Sekiz veya 15 gün olarak belirlenmiş süre bir veya iki haftayı değil, tam sekiz veya 15 günü ifade eder (TBK m. 92).

Tamamlayıcı Hukuk Kuralları

Tarafların serbest iradeleriyle başka türlüsünü belirlemedikleri taktirde uygulanan kurallardır. Bu kurallarda taraflar arası ilişkilere olabildiğince az müdahale hedeflenmektedir. Türk hukukunda irade serbestisi esastır ancak, kişiler serbest iradeleri ile bir konuda kararlaştırma yapmazlarsa doğacak boşluk tamamlayıcı hukuk kuralları ile doldurulur. Ceza hukukunda az sayıda, borçlar hukukunda çok sayıda tamamlayıcı hukuk kuralı yer alır. Örnekler vermek gerekirse:

Sözleşme ile aksi kararlaştırılmadıkça veya aksine bir adet bulunmadıkça, satıcı ve alıcı borçlarını aynı anda ifa etmekle yükümlüdürler (TBK. m. 207).
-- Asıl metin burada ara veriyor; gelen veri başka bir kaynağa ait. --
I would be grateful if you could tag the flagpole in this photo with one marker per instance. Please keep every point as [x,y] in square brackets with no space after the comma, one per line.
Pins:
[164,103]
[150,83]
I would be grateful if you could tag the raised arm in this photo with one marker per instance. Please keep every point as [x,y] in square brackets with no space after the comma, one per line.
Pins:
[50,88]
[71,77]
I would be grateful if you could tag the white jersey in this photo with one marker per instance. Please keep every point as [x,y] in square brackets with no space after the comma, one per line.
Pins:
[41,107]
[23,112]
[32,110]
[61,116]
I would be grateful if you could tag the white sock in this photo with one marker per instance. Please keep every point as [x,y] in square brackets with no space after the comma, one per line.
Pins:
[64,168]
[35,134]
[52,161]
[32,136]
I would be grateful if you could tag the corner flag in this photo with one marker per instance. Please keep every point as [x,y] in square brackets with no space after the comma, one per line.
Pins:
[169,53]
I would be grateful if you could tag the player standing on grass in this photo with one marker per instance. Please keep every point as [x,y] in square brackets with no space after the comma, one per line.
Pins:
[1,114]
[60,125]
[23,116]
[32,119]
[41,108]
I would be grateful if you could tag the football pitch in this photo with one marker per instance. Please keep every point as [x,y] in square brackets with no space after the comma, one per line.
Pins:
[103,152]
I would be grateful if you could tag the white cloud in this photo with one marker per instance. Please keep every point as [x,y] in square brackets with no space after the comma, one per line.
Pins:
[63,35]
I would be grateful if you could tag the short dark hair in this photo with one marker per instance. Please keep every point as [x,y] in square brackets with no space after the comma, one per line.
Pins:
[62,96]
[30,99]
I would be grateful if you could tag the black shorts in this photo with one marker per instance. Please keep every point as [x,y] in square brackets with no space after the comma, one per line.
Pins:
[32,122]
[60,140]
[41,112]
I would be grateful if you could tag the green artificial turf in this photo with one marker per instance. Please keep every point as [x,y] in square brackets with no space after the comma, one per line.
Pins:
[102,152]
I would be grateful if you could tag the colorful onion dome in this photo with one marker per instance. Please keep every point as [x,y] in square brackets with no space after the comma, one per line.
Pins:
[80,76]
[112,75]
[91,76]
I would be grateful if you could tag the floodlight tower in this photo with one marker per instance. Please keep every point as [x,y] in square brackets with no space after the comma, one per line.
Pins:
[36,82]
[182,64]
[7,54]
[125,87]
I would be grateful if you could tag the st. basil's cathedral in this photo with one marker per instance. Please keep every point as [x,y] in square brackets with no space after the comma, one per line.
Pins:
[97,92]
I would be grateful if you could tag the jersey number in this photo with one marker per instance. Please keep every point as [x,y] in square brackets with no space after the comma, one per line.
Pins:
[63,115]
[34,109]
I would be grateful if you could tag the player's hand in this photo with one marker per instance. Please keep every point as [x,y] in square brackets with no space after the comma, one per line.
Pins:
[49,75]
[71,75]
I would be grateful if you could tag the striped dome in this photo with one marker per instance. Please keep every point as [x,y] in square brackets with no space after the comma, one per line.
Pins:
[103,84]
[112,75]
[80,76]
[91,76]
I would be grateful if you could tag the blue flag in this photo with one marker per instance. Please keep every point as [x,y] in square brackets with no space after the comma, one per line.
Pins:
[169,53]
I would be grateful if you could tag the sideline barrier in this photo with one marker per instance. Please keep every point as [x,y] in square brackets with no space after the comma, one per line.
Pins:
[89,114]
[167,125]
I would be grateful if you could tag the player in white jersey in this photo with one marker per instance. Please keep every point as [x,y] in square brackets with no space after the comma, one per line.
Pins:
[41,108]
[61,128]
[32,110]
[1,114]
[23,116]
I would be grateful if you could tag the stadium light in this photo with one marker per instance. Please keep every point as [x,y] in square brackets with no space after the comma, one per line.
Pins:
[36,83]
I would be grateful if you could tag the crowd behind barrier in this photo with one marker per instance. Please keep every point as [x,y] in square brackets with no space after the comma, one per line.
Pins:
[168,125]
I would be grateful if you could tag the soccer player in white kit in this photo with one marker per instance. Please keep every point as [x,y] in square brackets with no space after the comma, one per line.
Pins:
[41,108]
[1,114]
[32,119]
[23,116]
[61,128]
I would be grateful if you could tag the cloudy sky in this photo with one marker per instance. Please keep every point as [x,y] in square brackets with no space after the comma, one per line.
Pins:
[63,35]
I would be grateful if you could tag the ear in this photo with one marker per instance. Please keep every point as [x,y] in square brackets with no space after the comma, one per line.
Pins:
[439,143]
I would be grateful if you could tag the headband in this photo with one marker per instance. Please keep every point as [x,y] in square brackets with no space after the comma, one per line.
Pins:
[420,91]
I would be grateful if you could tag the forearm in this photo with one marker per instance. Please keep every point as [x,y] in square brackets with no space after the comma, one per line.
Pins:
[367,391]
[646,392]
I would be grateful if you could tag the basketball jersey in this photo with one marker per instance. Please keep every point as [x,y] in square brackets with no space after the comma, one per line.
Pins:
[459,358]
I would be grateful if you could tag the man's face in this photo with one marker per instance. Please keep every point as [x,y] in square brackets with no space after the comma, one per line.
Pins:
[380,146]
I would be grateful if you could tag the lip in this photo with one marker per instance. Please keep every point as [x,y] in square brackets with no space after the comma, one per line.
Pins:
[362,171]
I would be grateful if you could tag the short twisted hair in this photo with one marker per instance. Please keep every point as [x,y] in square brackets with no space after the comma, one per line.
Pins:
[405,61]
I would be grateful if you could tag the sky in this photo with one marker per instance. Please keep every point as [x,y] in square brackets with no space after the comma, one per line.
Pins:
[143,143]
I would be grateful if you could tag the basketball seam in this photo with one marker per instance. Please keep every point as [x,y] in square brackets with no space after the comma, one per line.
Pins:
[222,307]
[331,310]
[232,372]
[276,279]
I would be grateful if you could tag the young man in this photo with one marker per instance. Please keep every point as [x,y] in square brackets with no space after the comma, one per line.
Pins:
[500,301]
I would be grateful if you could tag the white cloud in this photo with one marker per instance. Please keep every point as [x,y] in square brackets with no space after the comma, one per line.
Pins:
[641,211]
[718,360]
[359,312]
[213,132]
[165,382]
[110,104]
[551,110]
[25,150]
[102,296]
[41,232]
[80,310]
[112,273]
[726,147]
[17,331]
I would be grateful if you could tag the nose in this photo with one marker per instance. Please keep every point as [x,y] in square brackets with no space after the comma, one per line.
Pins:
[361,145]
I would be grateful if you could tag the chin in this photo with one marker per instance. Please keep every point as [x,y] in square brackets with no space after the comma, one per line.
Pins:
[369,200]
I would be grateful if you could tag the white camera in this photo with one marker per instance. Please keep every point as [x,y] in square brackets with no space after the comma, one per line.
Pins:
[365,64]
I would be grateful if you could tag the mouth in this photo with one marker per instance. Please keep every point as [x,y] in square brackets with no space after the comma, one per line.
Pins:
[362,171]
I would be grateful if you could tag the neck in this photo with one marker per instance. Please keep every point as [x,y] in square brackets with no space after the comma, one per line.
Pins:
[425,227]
Aksine bir anlaşma yoksa para borçları alacaklının ödeme zamanındaki yerleşim yerinde, parça borçları sözleşme kurulduğu sırada borç konusunun bulunduğu yerde, diğer borçlar, doğumları sırasında borçlunun yerleşik yerinde ifa edilir (TBK m. 89).

Eşler arasında edinilmiş mallara katılım rejiminin uygulanması asıldır (TMK m.202). (Türk Medeni Kanunu'nda eşler arasında mal ayrılığı, mal ortaklığı ya da edinilmiş mallara katılım rejimlerinden biri tercih edilebilir. Eğer eşler bu tercihi yapmamışlarsa o zaman TMK m.202 uygulanır).

Tamamlayıcı hukuk kuralları tarafların serbest iradeleri ile düzenleyebilecekleri halde iradeleri ile belirtmedikleri durumlarda uygulanır. Kanun koyucu, sosyal ihtiyaçların ve yaşam deneyimlerinin ortaya çıkardığı zorunluluklar sebebiyle tarafların yerine geçerek bu kuralları kanunlarda hazır bulundurmaktadır.


Yaptırım Kavramı ve Tarihçesi

Devlet adaleti sağlarken objektif ve adaletli hukuk kuralları çıkarmalı ve bu kuralları aynı biçimde uygulamalıdır. Bunda hem toplumun, hem devletin hem de bireyin yararı vardır. Sosyal kurallara uyulmadığı takdirde karşılaşılan tepkiye yaptırım denir. Yaptırım farklı türlerde zorlamayı zorlama ile kurallara uyulmasını amaçlamaktadır. Yaptırım din, ahlak ve görgü kurallarına uyulmaması hâlinde manevi nitelik taşırken hukuk kurallarına uyulmaması durumunda maddi niteliktedir. Bu bakımdan hukukta yaptırım, hukuk kuralına uyulmasını sağlayan, maddi güç uygulanması esasına dayanan bir tepki olarak ortaya çıkar. Hukukta yaptırım özü itibarıyla ceza ve cebir unsurunu içerir; hukuk kuralının yürürlüğü yaptırım olmaksızın sağlanamaz.

Yaptırım hukuk kuralının verdiği emrin yerine getirilmemesi veya kuralın öngördüğü yasağın çiğnenmesi hâlinde geçerlik kazanır.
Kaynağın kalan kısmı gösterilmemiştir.